Questa sezione, dedicata a film di grande attrattiva visiva e di contenuti, è stata aperta da The serpent kiss (Il bacio del serpente) di Philippe Rousselot, che è un intricato giallo d'inizio del diciottesimo secolo in una villa dall’incolto giardino, interpretato in punta di penna da Greta Scacchi e che ricorda, per le atmosfere che lo percorrono, I misteri del giardino di Compton House di Peter Greenaway. Da questo cesto affioravano la commedia Marius et Janette (Marius et Janette) di Robert Guédiguian, un appassionato ritratto dei sentimenti che possono animare due anime solitarie alla periferia di Marsiglia e Deux chapitres de la série Histoires du Cinema di Jean-Luc Godard, riversamento in pellicola di due capitoli della sua storia del cinema per una durata di neanche un’ora sulla "moneta dell’Assoluto" e sul "controllo dell’Universo", con la sua tipica riflessione sui massimi sistemi. "Amore e morte a Long Island" di Richard Kwietniowski è un esilarante dibattere sulla cultura inglese opposta a quella americana attraverso un attore e uno scrittore. Da non sottovalutare neanche "Mrs. Brown" di John Madden, ambientato all’inizio del secolo scorso, con la regina Vittoria e la controversa relazione con il suo servo scozzese dopo la morte del principe Alberto, film che serve a meglio comprendere la vita dei regnanti inglesi. Buona ultima Liv Ullman, che dirige Enskilda Samtal (Incontri privati), una riflessione sul rapporto di coppia con atmosfere bergmaniane ma ritmi piuttosto televisivi.

QUINZAINE DES REALIZATEURS

Questa gloriosa sezione ha presentato pellicole spesso in prima mondiale, e quanto sia appetito entrare in questo ventaglio lo dimostra il fatto che i soli Stati Uniti hanno offerto 247 titoli. Qui è difficile trovare un film concepito per la televisione come sbocco privilegiato e la scelta proviene da ogni angolo del globo. La buena vida (La buona vita), commedia di David Trueba, è uno spaccato della società spagnola imperniata più che altro sulla buona vita che un ragazzo scopre grazie a suo cugino come pure è commedia, ma su linee più divertite Ma vie en rose (La mia vita in rosa) di Alain Berliner, che racconta le tribolazioni di un bambino che sente d'essere nato in un corpo sbagliato e dei suoi comici tentativi di porvi rimedio.
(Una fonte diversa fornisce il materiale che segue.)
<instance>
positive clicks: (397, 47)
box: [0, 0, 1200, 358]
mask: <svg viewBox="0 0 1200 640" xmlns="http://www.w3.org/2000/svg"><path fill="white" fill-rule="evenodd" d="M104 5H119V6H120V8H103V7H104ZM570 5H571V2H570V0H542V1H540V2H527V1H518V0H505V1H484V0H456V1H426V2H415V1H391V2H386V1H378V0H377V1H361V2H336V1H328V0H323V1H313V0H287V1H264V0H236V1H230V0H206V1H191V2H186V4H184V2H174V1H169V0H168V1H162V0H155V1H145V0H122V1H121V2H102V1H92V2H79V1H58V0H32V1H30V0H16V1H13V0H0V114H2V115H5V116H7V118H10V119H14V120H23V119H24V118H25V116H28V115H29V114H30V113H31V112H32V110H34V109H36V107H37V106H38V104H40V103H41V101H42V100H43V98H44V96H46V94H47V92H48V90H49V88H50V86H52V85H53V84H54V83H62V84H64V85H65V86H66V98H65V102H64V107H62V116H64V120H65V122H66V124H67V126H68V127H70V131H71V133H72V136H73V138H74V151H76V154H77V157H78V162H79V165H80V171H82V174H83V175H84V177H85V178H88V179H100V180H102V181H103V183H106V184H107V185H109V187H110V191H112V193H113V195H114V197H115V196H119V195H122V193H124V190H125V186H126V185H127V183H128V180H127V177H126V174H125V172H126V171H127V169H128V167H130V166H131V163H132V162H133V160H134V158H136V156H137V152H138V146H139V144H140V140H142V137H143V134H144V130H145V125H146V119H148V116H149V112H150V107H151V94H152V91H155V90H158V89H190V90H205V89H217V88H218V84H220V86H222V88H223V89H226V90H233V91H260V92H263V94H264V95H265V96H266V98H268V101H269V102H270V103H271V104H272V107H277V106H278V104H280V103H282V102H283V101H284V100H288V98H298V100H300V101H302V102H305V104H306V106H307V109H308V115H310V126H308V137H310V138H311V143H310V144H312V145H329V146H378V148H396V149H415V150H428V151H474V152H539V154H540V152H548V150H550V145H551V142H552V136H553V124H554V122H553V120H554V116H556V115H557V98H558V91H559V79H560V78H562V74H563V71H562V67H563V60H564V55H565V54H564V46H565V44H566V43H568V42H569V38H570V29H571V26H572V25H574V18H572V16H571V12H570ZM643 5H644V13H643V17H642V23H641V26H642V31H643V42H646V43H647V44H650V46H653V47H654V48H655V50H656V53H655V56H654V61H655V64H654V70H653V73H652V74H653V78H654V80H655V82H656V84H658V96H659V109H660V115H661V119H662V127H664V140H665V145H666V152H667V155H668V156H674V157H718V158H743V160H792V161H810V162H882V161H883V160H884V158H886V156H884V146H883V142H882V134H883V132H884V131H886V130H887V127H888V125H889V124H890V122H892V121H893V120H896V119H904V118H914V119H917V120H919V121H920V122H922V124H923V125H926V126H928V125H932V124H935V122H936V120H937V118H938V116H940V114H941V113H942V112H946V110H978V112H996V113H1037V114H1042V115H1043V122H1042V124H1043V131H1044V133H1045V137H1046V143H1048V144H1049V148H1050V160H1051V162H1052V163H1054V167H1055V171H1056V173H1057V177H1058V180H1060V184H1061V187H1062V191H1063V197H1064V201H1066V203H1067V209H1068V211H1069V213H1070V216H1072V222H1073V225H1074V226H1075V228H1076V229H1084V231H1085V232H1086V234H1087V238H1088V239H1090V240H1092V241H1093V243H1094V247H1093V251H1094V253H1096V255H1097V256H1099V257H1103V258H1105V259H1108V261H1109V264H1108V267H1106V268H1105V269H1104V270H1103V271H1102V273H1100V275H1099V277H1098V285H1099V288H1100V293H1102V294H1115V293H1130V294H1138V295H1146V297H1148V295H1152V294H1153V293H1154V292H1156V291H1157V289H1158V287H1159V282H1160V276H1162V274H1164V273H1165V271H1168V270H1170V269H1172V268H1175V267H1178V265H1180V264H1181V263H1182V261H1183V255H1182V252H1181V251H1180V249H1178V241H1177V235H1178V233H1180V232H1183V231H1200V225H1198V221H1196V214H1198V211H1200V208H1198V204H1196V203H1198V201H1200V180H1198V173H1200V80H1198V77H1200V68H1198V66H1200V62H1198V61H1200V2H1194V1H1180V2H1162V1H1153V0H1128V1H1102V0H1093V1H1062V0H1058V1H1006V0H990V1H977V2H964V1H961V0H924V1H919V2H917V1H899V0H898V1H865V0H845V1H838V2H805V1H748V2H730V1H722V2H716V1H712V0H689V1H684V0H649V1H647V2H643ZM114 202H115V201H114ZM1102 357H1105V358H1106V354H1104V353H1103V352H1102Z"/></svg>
Crisi esistenziale anche per il protagonista adolescente di Kicked in the head di Matthew Harrison: nel Lower East Side di New York, uno sfigato e con poche speranze di successo nella vita è appoggiato da James Woods, ex-criminale. Il migliore rimane però Kissed di Lynne Stopkewich, con la protagonista così attirata dalla morte che riesce a farsi assumere in una ditta di pompe funebri. Siamo ai massimi livelli di necrofilia gioiosa, visto che se la fa coi morti, e il risultato è straordinario per equilibrio narrativo, quando sarebbe bastato pochissimo per avere un effetto sgradevole. Induce alla riflessione My son the fanatic (Mio figlio il fanatico) di Udayan Prasad, film inglese ambientato nella comunità indiana di Bradford, dove un tassista, buon padre di famiglia e lavoratore, si ritrova un rampollo dalle intransigenti pretese musulmane e dai difficili compromessi. Ho affittato un killer in versione russa è stato Priatel pakoïnika (Un amico del defunto) di Viatcheslav Krichtofovitch, con la storia principale basata sull’evitare di morire dopo aver chiesto di essere ucciso, ma con molte situazioni minori relative alla quotidianità di Kiev, raccontata anche in maniera dura e triste. Di uguale allegria è stato Savraseni krug/Le cercle parfait (Il cerchio perfetto) di Ademir Kenovic, di produzione bosniaca, su due ragazzini di Sarajevo che cercano rifugi in una città distrutta, portando ovviamente sullo schermo tutto il dolore di un'adolescenza precaria.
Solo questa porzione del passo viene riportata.